The Mae Shi

Heartbeeps

(Anticon; 2005)

By Sean Ford | 15 November 2007

Like an ADD child raised on Sesame Street tapes on fast forward, you get the feeling that nothing holds the Mae Shi’s attention for very long. The LA band likes to make short, frantic, yelping, bleating songs. Last year’s Terrorbird was a spastic call to arms for freak-punkists everywhere, blasting through 31 songs in about 40 minutes. But the truly amazing thing was the breadth of sounds they were able to capture in those 40 short minutes. As makers of mix-tapes and sound collages, the band seemed equally adept at furiously channeling post-punk gods, creating lilting hip-hop beats, evangelical bird-screeching, grooving to funk then easing into a lucious glitch-pop ballad. Rather than a collection of short songs, the album was a bloody, bleating whole, borrowing ideas from one song to the next, revisting riffs in a thematically tight whole.

The band’s newest, Heartbeeps, continues in much the same vein as Terrorbird, though with a few twists. A short rollercoaster ride at 10 songs in 16 minutes, the album recreates the length of the bands early live shows --- apparently someone once told the Mae Shi you should always leave ‘em wanting more. But I’m not going to fault a band for putting out a short EP’s worth of material a scant 10 months after their last album, if anything I wish more bands were as generous. It also helps that Heartbeeps contains some of the Mae Shi’s finest moments to date.

After the intro bleeps and whirs of “Heartbeeps (1),” “Born for a Short Time” rips into the dominant Mae Shi sound that kicked off the front half of Terrorbird, a spastic mash-up of Melt Banana, Deerhoof and Fugazi-style post-punk with lead singer Ezra Buchla yelping, “I was born in a magazine!” “Crimes of Infancy” continues in the same way, a stuttering, screaching, panting noise-punk-pop collage. “The Meat of the Inquiry” is a crunchy, noisy howler than does call to mind Deerhoof more strongly than other Mae Shi material; but, like Terrorbird, Heartbeeps evolves from this interesting, though familiar starting point in its second half.

“Spoils of Injury,” a criminally short burst of electro-pop beauty, leads perfectly into “Eat the Prize,” one of the best songs they've recorded.
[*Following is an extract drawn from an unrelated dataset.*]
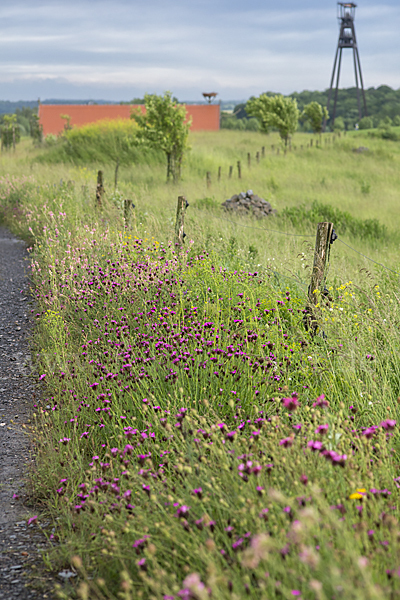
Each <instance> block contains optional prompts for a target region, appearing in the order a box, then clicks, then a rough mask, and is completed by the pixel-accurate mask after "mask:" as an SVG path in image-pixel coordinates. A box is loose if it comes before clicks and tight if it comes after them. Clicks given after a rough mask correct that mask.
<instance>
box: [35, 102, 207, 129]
mask: <svg viewBox="0 0 400 600" xmlns="http://www.w3.org/2000/svg"><path fill="white" fill-rule="evenodd" d="M135 108H140V109H142V110H143V109H144V106H143V105H140V104H130V105H128V104H40V105H39V122H40V124H41V125H42V127H43V134H44V135H45V136H46V135H49V134H53V135H57V134H59V133H61V132H62V131H63V130H64V125H65V119H63V118H62V116H61V115H64V116H65V115H68V116H69V117H70V124H71V125H72V126H73V127H81V126H82V125H87V124H88V123H96V122H97V121H103V120H105V119H129V118H130V115H131V112H132V109H135ZM186 115H187V118H190V117H192V126H191V128H190V129H191V131H218V130H219V105H218V104H187V105H186Z"/></svg>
At once channeling and moving past the Fugazi/Deerhoof influences, it surges with an energy that is all crackling terror-pop and somehow manages to integrate the slower glitch-pop. It is a song where they take their helter-skelter way of assembling albums to build a truly unique and fascinating song ---- the song is beast that careens from gorgeous guitar riffs to chugging, anthemic rock and back. It is this kind of experimentation that will continue to make Mae Shi a fascinating animal. The song that follows, “Spoils of Victory,” is equally fascinating and shows the group again making something deceptively beautiful out of the ashes of their furious squall.

The mini-album finishes strongly with “The Universal Polymath,” which revisits Terrorbird’s fantastic “Vampire Beats,” and “Heartbeeps (3),” an epic burst of anxious, melodic key-pop with the group’s infamous bird-chanting buried in the far background. As the song moves into a ripping, overdriving guitar riff that crescendos and then cuts out, one of the shortest, most perplexing and engaging efforts of the year abruptly ends. It is a short squelched transmission of impossibly intriguing noise-pop that only leaves the listener wanting much, much more. One gets the impression that is exactly the way the Mae Shi want things right now.